It seems like this year, getting our house ready for our long winters’ nap in AZ (December 25 through May 1) has been more complicated than usual. For one thing, we don’t switch our Dish Network account to AZ until we arrive at the end of December. It just seems easier to keep it in Denver until we’re here for the long haul. So when we’re here at this time of year, we use the antennae that Bill installed when we purchased this house in 2010. It’s worked like a charm. Until this year, that is.

I’m looking at you Dish, because you are at the seed of the problem. Dish Network users know that Dish and NBC are in a fight, and it’s apparently a fight to the finish. And I don’t know when the finish is. So I was looking forward to our antennae so that I could watch two of my favorite programs live: Sunday Night Football, and The Voice. (I hear you all tee-heeing, but I am loud and proud.)

We turned on our TV the first night we were here, and quickly learned that our antennae was not working. Apparently it had something to do with the strong winds that they had here this summer. Bill, being Bill, managed to get CBS (thank heavens, because BLUE BLOODS), ABC, and the local Fox network. Alas, NBC simply wouldn’t show up as a working station. I kept wondering how Dish could ruin my television life even on antennae. But yesterday morning, Bill set his mind to it and was somehow able to make NBC show up via the antennae. I asked him what he did, and as usual, he had no idea. “I just poke a lot of buttons,” is always his answer.

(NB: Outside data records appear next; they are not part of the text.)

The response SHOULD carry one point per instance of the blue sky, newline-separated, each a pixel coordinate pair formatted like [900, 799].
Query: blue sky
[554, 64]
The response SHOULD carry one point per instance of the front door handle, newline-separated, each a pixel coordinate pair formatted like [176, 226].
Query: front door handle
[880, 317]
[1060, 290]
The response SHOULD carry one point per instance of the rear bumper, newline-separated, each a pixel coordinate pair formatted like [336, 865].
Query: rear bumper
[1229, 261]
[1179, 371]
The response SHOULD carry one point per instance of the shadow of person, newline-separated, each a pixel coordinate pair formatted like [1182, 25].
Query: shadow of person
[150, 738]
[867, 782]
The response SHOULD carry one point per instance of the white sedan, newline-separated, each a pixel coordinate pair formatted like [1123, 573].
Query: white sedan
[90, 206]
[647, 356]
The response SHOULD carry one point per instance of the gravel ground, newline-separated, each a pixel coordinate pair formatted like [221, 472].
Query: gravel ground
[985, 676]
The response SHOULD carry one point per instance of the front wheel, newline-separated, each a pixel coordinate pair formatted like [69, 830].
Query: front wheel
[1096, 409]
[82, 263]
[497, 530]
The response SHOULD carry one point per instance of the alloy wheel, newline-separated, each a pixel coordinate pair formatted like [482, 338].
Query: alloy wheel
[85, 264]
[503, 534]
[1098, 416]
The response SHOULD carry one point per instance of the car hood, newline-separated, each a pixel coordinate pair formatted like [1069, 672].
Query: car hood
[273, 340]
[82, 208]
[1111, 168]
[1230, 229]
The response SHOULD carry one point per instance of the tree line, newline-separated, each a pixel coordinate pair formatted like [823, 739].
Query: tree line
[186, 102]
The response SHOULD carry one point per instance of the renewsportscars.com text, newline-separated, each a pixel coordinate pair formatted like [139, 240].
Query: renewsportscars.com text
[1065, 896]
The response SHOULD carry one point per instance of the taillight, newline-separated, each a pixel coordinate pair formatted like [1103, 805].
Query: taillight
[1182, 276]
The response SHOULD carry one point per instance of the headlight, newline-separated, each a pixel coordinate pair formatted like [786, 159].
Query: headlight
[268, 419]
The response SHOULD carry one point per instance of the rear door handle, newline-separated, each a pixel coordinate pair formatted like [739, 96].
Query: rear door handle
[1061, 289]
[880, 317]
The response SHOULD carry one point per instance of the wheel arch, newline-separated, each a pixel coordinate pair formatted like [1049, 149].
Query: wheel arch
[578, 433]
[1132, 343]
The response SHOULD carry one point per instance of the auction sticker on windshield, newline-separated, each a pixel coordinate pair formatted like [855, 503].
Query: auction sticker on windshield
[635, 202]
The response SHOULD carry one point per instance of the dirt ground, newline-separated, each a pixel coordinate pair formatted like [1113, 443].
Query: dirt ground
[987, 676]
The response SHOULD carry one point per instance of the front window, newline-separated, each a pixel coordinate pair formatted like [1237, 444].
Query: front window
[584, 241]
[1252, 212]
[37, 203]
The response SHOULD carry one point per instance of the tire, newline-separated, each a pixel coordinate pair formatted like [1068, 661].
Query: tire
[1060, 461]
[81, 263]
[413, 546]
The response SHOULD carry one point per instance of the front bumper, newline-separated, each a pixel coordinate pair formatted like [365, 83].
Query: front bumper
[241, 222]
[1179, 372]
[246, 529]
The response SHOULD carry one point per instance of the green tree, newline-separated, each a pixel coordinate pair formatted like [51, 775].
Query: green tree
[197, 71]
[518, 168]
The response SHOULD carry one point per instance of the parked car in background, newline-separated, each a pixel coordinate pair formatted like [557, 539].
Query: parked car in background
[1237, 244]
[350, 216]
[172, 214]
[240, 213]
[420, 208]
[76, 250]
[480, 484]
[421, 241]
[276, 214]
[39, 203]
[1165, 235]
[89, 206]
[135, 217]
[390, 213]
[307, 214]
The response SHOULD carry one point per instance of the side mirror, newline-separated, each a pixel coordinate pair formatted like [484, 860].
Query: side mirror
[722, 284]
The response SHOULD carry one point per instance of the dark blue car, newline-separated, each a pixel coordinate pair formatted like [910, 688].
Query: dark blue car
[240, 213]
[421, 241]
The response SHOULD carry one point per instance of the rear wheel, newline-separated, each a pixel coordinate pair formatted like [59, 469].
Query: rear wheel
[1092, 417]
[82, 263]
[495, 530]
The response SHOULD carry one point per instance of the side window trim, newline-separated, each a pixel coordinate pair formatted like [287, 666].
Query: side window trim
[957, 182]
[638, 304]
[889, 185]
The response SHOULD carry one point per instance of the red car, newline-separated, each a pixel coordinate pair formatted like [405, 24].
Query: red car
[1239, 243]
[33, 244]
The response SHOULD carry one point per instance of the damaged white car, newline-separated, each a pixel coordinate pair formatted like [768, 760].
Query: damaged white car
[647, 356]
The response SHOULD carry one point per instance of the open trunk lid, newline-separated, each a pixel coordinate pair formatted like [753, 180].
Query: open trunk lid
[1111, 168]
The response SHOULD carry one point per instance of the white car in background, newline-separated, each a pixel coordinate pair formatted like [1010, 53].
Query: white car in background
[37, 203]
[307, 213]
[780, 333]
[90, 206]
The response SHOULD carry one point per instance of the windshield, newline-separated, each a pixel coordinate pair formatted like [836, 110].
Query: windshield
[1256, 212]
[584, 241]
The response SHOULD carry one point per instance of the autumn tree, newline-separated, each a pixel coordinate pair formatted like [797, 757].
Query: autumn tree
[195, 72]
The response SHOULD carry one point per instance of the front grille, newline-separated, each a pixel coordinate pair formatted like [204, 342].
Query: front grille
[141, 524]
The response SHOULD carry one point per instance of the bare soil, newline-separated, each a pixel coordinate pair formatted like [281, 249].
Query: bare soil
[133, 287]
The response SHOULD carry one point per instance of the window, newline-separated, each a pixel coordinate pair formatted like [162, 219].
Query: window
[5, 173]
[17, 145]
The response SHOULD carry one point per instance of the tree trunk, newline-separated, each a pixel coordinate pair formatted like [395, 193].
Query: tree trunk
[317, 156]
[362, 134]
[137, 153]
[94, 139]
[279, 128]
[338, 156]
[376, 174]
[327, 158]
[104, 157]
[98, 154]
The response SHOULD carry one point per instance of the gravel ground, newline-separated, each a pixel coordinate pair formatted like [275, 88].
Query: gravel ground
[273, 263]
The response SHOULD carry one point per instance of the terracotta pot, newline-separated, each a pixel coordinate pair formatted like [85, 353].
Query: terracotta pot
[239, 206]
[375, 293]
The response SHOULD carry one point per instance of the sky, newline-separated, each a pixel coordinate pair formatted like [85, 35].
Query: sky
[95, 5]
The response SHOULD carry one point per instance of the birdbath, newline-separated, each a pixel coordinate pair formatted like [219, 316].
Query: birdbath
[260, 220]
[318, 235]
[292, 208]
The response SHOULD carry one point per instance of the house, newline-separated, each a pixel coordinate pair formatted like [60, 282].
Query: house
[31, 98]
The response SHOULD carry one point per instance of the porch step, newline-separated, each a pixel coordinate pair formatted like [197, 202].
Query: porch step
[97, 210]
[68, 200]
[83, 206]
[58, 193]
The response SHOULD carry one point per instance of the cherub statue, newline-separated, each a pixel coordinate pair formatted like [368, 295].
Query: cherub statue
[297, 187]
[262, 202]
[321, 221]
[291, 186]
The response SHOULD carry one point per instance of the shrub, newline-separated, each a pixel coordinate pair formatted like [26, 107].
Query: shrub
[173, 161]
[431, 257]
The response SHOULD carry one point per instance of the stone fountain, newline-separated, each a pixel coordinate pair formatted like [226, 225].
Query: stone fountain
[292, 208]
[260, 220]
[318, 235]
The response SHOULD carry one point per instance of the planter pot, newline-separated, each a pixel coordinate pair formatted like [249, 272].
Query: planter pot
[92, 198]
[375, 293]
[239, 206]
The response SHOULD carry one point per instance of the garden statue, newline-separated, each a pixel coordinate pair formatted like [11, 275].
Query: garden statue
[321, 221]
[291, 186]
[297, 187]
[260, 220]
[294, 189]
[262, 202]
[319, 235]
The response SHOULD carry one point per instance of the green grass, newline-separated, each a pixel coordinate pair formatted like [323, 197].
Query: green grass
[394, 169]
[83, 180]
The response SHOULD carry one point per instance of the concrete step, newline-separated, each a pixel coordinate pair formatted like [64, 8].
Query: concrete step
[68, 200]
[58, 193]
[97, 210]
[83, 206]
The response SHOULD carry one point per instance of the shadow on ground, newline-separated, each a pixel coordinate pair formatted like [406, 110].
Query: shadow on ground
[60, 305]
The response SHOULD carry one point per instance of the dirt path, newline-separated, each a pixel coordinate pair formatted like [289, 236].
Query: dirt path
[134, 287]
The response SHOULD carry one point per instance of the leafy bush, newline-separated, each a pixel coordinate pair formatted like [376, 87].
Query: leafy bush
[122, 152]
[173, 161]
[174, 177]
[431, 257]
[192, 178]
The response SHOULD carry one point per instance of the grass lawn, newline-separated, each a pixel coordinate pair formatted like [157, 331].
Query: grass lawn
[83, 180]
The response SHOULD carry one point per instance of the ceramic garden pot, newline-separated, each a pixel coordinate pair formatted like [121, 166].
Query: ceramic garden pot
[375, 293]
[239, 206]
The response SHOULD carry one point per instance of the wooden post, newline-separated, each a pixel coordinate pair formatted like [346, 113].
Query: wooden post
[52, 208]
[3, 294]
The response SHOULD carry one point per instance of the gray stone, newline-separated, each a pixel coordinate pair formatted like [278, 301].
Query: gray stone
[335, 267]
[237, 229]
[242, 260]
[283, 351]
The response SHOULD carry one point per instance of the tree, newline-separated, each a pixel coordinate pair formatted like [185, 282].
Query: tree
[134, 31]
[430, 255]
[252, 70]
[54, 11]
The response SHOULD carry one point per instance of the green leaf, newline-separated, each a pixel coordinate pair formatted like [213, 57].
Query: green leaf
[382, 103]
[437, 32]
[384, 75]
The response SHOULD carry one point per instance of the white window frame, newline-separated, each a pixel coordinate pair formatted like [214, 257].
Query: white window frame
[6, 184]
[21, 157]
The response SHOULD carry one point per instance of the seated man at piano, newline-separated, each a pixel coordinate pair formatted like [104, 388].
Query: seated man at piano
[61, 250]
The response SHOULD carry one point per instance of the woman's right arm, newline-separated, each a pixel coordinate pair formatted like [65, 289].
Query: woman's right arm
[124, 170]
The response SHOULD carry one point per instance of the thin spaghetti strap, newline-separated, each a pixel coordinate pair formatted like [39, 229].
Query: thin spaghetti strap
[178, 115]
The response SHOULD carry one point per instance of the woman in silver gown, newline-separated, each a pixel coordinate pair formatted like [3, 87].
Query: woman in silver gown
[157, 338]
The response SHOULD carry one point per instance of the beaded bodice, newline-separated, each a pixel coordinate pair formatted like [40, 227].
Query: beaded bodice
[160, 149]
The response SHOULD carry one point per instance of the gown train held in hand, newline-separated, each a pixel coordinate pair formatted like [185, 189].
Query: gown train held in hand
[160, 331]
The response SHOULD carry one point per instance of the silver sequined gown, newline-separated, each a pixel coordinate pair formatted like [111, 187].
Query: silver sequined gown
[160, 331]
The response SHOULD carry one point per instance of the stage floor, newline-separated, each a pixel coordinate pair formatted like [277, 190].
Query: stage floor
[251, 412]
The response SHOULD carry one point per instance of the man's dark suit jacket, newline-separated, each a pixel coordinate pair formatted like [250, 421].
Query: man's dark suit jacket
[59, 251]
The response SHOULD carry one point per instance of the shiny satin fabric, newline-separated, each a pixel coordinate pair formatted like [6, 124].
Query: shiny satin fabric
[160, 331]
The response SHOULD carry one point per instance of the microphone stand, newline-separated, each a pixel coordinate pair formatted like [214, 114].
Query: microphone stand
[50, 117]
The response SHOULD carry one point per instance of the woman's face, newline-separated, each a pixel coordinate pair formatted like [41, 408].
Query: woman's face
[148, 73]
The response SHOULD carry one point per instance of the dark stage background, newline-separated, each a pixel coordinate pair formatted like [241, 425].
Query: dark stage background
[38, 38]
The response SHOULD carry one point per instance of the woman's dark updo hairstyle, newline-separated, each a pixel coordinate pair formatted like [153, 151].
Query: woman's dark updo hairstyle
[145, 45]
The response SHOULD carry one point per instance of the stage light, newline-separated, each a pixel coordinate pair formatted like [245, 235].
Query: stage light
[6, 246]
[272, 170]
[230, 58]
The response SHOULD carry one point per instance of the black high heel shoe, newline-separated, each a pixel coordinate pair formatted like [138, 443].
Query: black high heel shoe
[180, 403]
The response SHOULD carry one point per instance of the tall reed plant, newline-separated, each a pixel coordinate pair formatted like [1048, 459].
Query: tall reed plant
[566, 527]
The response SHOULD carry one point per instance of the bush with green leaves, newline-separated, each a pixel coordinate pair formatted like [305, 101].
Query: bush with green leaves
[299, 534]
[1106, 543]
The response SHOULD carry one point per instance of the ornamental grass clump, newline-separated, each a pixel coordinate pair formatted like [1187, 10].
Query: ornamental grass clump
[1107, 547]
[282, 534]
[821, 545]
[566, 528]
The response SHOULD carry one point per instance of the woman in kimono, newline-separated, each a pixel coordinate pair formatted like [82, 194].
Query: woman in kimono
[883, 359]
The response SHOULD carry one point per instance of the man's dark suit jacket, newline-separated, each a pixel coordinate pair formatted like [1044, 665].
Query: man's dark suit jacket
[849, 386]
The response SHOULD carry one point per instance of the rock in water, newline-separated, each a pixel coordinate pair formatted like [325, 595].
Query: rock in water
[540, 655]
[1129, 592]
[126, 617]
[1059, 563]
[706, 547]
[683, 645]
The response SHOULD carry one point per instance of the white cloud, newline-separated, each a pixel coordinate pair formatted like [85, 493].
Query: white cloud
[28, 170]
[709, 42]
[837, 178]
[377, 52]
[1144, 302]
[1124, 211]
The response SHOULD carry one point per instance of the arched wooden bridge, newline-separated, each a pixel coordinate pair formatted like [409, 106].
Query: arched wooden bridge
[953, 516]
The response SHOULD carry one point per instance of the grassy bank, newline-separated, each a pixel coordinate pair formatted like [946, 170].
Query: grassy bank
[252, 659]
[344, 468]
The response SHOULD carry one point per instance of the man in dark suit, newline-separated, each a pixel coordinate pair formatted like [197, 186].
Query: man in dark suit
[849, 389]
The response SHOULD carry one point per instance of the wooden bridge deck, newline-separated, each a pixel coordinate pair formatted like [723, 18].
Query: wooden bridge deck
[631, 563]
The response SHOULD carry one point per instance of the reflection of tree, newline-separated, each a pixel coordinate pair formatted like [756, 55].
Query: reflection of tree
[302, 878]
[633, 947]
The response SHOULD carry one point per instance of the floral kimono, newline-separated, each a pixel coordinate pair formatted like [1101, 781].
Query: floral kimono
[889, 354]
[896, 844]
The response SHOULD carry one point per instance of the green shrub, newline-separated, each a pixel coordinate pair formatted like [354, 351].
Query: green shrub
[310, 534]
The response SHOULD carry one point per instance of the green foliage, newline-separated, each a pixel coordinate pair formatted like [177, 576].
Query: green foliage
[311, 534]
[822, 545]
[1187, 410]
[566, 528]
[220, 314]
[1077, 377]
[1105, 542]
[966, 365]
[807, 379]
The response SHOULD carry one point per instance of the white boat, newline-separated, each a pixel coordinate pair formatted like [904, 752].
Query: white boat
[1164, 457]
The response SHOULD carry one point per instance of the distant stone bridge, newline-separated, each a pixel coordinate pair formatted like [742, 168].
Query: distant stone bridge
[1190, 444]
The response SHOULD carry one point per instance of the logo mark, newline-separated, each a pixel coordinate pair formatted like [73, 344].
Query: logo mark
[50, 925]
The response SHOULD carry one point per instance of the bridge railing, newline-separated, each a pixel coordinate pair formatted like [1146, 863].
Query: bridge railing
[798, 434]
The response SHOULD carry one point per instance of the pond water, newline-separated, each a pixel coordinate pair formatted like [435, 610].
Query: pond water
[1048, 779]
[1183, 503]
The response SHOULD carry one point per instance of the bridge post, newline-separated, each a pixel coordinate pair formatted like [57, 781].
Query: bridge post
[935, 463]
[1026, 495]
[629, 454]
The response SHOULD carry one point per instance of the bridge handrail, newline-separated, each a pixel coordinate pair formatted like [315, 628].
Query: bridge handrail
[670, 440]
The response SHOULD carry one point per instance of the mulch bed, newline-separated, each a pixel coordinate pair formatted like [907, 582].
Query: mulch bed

Doesn’t matter because it’s there.

Mesa, AZ, has such a different feel to it than Denver, CO. It has a lot to do with the fact that the population — especially starting about now — consists so much of retired seniors. The seniors mostly come from the Midwest — Iowa, Indiana, Illinois, Wisconsin, Minnesota — and so they are also mostly conservative. I would guess if we traveled out of our safety zone into downtown Phoenix, there would be considerably more Gen X, Y, and Z-ers than here. But if we headed north to Scottsdale, even the old, rich white folks would be conservative.

On the roads, drivers must always be prepared for the last-minute decisions senior drives make about taking exits. They might be in the far left lane, but if they see their exit, they GO FOR IT. Speed limits on surface streets are much faster and there are more lights at night for those driving with cataracts. Of course, one must also be prepared for the inevitable Phoenix Flips — U-turns that are legal because most surface roads have islands.

But the weather is nice and we have been able to have our cocktail parties out on our patio and watch the sun set every night. Bill has been enjoying his twice-weekly boxing class. I have been busily filling up our larder with food to get us through this month.

I think we’re ready to sit back and enjoy our time here for a few weeks.